Çözüm odaklı yaklaşımda bireylerin kendi amaçlarını oluşturabileceğine ve çözümler oluşturabileceğine inanılmaktadır (MacDonald, 2007); böylelikle yeni davranışlar sergileme, eyleme geçme ve değişimin sorumluluğunu üstlenme konusunda daha isteklidirler (Selekman, 2005). Bundan dolayı bireylerin hedefe yönelim, kaynakları harekete geçirme ve problemden ayırma gibi çözüm odaklı yaklaşım durumları yüksek olan bireylerin daha az sorumluluk almama yaklaşımı benimsemeleri beklenebilir.

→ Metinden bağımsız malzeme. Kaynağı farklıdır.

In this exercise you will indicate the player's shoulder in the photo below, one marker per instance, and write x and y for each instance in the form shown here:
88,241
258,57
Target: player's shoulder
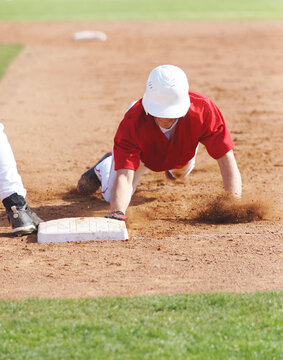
197,98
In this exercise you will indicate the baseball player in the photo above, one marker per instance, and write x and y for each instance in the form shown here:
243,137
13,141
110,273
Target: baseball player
12,192
161,132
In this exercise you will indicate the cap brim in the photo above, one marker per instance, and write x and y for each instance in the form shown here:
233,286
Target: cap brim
173,112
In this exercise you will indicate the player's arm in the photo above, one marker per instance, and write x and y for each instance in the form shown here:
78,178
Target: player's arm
230,174
122,190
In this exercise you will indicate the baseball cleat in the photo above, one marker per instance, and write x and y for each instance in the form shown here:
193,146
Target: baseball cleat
89,182
23,220
169,175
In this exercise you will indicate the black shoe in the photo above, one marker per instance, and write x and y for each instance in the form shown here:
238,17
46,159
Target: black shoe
89,182
169,175
21,220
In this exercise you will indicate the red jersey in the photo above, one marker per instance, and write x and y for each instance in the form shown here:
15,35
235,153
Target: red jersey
139,138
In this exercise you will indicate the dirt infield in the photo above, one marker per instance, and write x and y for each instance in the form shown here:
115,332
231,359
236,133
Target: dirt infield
61,102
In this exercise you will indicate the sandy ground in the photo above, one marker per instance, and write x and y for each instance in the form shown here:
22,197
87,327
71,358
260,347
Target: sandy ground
61,102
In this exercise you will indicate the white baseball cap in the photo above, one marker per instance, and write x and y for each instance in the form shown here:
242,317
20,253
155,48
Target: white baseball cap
167,92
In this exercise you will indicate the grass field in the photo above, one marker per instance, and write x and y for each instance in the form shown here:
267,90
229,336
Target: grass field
140,10
215,326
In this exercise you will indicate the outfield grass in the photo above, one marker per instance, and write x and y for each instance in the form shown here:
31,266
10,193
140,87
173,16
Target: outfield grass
41,10
7,53
215,326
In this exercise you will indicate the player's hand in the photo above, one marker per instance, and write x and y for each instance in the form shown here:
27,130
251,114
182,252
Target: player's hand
116,215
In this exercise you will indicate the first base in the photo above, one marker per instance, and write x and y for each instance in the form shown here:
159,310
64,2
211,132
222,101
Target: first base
81,229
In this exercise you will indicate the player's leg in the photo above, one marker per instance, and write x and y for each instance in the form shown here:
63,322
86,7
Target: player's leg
103,174
107,175
12,191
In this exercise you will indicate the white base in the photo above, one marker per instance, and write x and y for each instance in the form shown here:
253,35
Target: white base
81,229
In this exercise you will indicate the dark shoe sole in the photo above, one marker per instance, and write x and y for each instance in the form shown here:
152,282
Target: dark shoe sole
169,175
89,182
24,230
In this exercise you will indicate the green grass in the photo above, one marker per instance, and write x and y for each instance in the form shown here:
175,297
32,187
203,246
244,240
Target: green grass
141,10
7,53
215,326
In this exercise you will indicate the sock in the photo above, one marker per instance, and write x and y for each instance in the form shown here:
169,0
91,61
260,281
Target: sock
14,200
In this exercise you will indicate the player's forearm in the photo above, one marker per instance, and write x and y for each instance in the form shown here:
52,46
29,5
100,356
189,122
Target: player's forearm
122,191
231,176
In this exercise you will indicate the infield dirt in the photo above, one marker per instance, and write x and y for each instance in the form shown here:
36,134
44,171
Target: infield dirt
61,102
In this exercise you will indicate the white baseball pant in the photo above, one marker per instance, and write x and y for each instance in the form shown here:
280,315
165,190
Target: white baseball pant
10,180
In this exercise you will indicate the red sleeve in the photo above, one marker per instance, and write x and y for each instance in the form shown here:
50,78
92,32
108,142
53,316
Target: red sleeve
215,135
126,152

Bireyler bazen problemlerini çözmektense görmezden gelme, problemin kendiliğinden ortadan kalkmasını bekleme ya da problemlerin sorumluluklarını

başkalarına yükleme şeklinde yaklaşabilir (Korkut, 2002). Martin, Puhlik-Doris, Larsen, Gray ve Weir (2003)’e göre saldırgan mizah nevrotizm, düşmanlık, kızgınlık ve saldırganlık ile pozitif yönde, yumuşak başlılık ve sorumluluk gibi özelliklerle negatif yönde ilişkilidir. Bundan dolayı bireyin uyumsuz mizah tarzları ile sorumluluk almama arasında pozitif bir ilişki olması beklenebilir.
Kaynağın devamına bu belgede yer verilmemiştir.